A third of all space let in the first three months of 2017 went to businesses working in telecommunications, media and technology (TMT). Last month Edinburgh’s largest available self-contained office building, 64,000 sq ft One Lochrin Square was opened following refurbishment to specifically target TMT firms looking to secure modern office space in excess of 30,000 sq ft.

Around 70% of deals during Q1 were for office space in the city centre, and around 80% were for requirements of 5,500 sq ft or less. JLL was involved in 48 per cent of transacted space by sq ft.

With demand for city centre space only likely to further constrain supply, JLL predicts that decreasing vacancy levels within Edinburgh’s city centre will fuel further pre-letting activity throughout the year.

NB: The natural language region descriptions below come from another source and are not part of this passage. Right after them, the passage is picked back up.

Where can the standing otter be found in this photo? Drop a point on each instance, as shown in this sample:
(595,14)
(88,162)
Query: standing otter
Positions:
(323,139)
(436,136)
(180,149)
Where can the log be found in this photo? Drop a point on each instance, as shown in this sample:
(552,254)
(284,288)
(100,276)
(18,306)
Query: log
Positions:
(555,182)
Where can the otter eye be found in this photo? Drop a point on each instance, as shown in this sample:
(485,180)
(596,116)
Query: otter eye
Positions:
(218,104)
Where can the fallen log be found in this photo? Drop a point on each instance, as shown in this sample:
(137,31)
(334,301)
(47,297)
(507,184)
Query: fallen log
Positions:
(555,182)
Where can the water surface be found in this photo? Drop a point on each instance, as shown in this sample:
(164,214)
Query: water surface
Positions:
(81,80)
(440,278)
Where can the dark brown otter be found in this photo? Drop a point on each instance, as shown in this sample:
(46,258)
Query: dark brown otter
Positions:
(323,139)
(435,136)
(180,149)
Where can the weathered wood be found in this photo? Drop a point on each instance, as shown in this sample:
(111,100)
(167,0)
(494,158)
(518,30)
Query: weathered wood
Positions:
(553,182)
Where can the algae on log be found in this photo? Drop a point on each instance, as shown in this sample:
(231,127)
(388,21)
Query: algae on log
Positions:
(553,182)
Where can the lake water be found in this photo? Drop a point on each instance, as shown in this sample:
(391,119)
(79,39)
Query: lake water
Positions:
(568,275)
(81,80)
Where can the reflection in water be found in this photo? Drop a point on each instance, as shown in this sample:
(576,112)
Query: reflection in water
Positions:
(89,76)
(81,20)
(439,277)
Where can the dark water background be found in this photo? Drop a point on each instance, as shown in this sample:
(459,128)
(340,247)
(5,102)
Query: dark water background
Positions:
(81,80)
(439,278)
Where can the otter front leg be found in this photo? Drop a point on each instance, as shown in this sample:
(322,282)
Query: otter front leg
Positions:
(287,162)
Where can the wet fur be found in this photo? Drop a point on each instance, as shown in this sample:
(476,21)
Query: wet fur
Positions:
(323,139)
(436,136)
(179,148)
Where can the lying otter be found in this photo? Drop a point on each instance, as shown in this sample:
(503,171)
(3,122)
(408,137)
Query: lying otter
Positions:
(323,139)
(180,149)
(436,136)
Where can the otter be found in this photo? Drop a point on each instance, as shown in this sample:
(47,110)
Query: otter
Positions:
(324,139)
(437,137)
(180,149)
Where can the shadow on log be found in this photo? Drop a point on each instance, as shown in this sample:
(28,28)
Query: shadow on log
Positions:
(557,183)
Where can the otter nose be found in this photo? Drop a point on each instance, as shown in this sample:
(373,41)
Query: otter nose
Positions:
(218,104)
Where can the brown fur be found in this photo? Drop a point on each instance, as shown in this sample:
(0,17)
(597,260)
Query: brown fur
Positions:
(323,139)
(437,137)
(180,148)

Craig Watson, Director at JLL commented “Supply remains critically tight across the city. Taking into account the weight of office space currently under offer, and with no new Grade A office space likely to become available until at least the end of this year, supply is going to further diminish as the year progresses.

“Due to the lack of options available to occupiers, pricing will continue to remain competitive and many firms may consider looking at pre-let options to secure high quality space when it does come available.

“Edinburgh continues to attract a broad occupier mix, with tech accounting for around a third of all deals this quarter, showing the strength that the city holds in terms of attracting and retaining young, growing businesses.”